In a sector that is underpinned by so many small businesses, O’Connor said business owners were often looking for people with a “shared value and work ethic alignment”.
“It’s their own blood, sweat and tears and investment in that business so brokers want that work ethic and someone they work well with,” O’Connor said.
However, finding these candidates is easier said than done.
“A perfect CV doesn't guarantee cultural fit, and that's where we excel at recruitment—matching the right talent to the right culture. It's a meticulous process, but crucial for long-term success."
Many experienced bankers have walked the well-trodden path of transitioning to broking, and, according to O’Connor, this trend is one of the biggest of 2023.
“The number one reason is they’re looking for flexibility and they’re tired of the layers of bureaucracy and policies and processes of larger organisations,” said O’Connor. “They have the networks and know how to write a mortgage or a commercial deal and the chance to set their own parameters is quite appealing.”
Another strong motivator is higher earnings potential.
“Salary remains a key factor for many candidates, often hovering at the top, alongside desirable aspects like workplace flexibility and a positive management culture."
Increased redundancies have also brought many seasoned banking professionals into the market.
O’Connor said she couldn’t recall in her career seeing so many mid to senior level managers or experienced seasoned banking professionals that had been retrenched.
“Many are in a position where they are burnt out from the last few years and they’re looking for new opportunities, so there are a real abundance of them in the market,” O’Connor said.
Even in the last seven jobs O’Connor placed, two were senior banking team leaders who’ve transitioned into a banker position where they’re setting up their books from scratch.
“There's been a number of them actually converting into broker rolls or even going back into a banking frontline role where they can talk to customers directly, manage their own book, manage their networks because they're realising there's limited opportunities now and they don’t want to pressure of being a people leader.”
Another trend that has become a cliché in recruitment circles is the preference to hire candidates that “hit-the-ground-running”.
With today's increased pace, pressure, and complex compliance demands, O’Connor said businesses were desperate for immediate contributors.
“They see training new hires as a time-consuming burden, leading them to prioritise experienced candidates who can jump in and deliver from day one,” O’Connor said.
However, hiring managers run the risk of candidate misalignment when only casting the net for experienced candidates.
“It’s been a recurring recruitment challenge over the past 12 to 18 months.

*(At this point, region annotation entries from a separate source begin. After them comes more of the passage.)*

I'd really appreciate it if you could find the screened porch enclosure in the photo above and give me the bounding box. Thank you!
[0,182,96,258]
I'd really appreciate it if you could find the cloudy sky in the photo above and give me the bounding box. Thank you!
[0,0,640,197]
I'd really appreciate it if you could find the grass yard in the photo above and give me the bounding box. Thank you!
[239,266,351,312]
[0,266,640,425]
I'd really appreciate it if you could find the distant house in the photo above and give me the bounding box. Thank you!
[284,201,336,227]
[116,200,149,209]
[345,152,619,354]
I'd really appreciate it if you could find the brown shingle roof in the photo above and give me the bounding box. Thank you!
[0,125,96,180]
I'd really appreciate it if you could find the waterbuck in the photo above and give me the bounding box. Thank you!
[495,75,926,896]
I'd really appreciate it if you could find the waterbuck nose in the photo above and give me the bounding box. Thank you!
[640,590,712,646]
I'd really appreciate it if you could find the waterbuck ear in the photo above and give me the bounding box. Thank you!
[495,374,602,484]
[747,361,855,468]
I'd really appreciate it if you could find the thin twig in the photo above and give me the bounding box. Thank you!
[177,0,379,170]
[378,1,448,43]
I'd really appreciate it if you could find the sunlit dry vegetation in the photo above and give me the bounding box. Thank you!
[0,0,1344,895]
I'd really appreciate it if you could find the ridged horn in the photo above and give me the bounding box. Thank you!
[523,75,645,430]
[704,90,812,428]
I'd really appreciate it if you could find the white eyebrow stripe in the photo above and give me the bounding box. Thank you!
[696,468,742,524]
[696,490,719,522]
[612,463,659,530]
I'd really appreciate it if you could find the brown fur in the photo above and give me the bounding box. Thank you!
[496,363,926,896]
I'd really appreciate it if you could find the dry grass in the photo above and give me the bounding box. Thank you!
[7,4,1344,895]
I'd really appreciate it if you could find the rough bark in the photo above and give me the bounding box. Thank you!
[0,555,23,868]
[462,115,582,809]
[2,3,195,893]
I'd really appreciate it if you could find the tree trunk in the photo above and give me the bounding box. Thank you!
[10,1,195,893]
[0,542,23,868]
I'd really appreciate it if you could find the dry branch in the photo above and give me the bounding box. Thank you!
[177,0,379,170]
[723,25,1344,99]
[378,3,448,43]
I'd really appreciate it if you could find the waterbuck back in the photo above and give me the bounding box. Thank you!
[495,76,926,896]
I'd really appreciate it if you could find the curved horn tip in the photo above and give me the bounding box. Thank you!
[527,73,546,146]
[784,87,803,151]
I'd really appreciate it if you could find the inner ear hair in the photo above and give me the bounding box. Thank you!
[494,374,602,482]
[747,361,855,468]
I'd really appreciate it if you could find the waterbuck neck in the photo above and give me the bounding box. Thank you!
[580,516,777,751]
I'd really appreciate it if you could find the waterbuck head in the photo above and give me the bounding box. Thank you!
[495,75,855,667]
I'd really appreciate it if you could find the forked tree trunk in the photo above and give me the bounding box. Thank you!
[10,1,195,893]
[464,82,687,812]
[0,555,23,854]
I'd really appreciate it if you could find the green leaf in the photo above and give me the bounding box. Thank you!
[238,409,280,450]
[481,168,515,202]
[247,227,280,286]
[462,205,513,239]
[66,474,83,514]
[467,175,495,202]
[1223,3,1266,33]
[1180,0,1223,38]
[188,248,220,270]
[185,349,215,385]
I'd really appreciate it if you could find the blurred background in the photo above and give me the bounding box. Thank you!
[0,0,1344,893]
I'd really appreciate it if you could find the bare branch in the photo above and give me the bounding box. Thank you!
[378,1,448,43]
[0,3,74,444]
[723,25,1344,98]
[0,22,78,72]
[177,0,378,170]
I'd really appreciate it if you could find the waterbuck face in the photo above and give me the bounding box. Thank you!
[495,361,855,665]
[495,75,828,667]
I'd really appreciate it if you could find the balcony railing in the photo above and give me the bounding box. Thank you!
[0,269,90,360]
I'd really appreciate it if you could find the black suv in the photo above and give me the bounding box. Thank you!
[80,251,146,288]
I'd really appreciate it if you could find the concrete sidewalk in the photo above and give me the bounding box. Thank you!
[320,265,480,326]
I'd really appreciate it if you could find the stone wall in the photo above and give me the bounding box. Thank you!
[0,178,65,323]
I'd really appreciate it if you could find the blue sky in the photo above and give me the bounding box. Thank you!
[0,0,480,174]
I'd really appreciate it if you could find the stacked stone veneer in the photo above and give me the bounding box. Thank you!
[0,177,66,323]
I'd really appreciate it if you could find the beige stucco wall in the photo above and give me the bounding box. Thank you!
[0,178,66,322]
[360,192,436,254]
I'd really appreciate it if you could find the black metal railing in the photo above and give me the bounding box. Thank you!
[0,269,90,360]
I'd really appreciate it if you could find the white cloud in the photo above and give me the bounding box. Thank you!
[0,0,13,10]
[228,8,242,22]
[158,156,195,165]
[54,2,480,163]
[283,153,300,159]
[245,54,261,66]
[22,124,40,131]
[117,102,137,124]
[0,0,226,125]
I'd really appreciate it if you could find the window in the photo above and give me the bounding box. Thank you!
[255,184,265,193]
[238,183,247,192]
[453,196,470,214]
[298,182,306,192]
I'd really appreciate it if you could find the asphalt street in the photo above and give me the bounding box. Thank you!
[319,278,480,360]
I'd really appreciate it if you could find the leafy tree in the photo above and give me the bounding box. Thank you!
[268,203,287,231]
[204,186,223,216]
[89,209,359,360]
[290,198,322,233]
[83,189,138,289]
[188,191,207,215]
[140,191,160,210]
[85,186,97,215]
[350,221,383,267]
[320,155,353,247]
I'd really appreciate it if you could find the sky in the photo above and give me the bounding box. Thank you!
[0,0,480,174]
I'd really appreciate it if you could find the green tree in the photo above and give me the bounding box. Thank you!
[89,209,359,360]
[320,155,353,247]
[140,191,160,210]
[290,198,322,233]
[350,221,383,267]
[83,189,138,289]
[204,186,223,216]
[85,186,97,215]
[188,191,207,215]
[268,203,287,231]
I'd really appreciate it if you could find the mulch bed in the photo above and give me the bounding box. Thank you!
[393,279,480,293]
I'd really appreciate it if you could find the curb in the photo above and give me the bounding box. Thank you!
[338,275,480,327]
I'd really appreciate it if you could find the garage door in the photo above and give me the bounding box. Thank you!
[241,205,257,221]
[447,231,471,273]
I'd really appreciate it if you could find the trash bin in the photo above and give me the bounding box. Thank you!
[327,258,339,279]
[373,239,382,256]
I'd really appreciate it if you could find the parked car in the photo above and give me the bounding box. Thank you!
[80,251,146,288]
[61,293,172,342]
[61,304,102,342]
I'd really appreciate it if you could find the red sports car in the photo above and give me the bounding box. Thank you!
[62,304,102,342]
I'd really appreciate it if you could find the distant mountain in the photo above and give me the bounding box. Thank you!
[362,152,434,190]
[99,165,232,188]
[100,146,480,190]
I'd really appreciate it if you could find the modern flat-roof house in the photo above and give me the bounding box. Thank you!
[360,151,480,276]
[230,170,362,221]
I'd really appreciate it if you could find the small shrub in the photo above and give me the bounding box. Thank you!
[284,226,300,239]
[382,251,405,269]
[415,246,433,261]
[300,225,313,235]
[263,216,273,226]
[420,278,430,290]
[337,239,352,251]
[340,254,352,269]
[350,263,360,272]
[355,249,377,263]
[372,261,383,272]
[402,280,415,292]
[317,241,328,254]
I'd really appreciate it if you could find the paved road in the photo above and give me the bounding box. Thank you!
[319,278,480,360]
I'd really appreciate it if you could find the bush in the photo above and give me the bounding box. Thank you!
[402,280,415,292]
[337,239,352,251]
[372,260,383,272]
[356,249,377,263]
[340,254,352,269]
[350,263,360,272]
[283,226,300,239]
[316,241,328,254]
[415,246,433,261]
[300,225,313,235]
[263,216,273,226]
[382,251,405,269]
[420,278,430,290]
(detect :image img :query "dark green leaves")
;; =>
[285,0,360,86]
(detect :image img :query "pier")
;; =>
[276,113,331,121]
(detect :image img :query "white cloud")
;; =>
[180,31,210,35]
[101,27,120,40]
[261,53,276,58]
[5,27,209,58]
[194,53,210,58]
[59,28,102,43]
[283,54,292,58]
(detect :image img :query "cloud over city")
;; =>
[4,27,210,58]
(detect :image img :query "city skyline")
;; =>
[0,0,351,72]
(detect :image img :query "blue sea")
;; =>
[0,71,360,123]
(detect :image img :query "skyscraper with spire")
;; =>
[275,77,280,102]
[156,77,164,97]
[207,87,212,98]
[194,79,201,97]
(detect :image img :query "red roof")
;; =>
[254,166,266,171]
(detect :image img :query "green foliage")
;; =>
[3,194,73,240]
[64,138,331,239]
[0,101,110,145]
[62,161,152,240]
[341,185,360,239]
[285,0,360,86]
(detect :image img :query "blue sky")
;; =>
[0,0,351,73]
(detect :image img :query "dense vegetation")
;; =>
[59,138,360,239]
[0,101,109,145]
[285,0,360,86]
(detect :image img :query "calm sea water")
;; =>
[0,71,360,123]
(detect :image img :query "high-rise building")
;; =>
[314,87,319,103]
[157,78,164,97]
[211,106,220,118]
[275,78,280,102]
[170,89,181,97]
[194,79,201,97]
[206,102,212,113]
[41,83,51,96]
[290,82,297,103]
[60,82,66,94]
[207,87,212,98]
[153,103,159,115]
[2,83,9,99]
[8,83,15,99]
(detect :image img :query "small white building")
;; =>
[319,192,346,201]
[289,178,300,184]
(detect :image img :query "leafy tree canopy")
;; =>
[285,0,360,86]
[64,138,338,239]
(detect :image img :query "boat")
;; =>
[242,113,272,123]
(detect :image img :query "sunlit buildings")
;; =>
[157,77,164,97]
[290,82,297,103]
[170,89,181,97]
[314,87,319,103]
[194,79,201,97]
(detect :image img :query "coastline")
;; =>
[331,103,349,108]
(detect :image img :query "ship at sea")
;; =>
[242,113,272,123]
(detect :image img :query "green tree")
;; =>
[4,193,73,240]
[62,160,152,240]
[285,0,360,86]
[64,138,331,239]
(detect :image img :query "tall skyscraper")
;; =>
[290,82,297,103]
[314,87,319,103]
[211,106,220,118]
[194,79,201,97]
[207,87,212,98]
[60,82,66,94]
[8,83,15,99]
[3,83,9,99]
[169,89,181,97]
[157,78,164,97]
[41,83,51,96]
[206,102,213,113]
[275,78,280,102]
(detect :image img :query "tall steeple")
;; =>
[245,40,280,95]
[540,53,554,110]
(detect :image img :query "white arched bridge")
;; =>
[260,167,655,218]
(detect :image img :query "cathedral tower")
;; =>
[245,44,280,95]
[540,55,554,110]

It’s difficult when clients take this approach because we are not capitalising on ensuring the candidate has their values and motivations aligned with the company,” O’Connor said. “If you look at the statistics, most people that leave a new job that they start in the first 6 to 12 months are generally the ones that didn't have aligned motivations.”
“They saw it as an interim job, or perhaps their heart was never really in it, but that's something that was never unpacked in the recruitment process.”
All of this is not to say hiring for the best candidate won’t bring immediate benefits. There may be that candidate that ticks all the technical and experience-based boxes while still fitting in culturally.
The catch? Experienced, ready-to-go candidates often don't come cheap. This leaves businesses with a tough choice: settle for a perfect cultural fit with potential and train them up or pay a premium for immediate impact.
“It makes sense to look at someone that might have the right personality, values and motivation. Someone that has the foundations that you can mould. Unfortunately, that candidate is not always the most attractive because businesses are juggling with the pressure in their everyday jobs,” O’Connor said.
“Ultimately, finding the right balance between experience, cultural fit, and trainable potential might be key for businesses to navigate the current recruitment landscape.”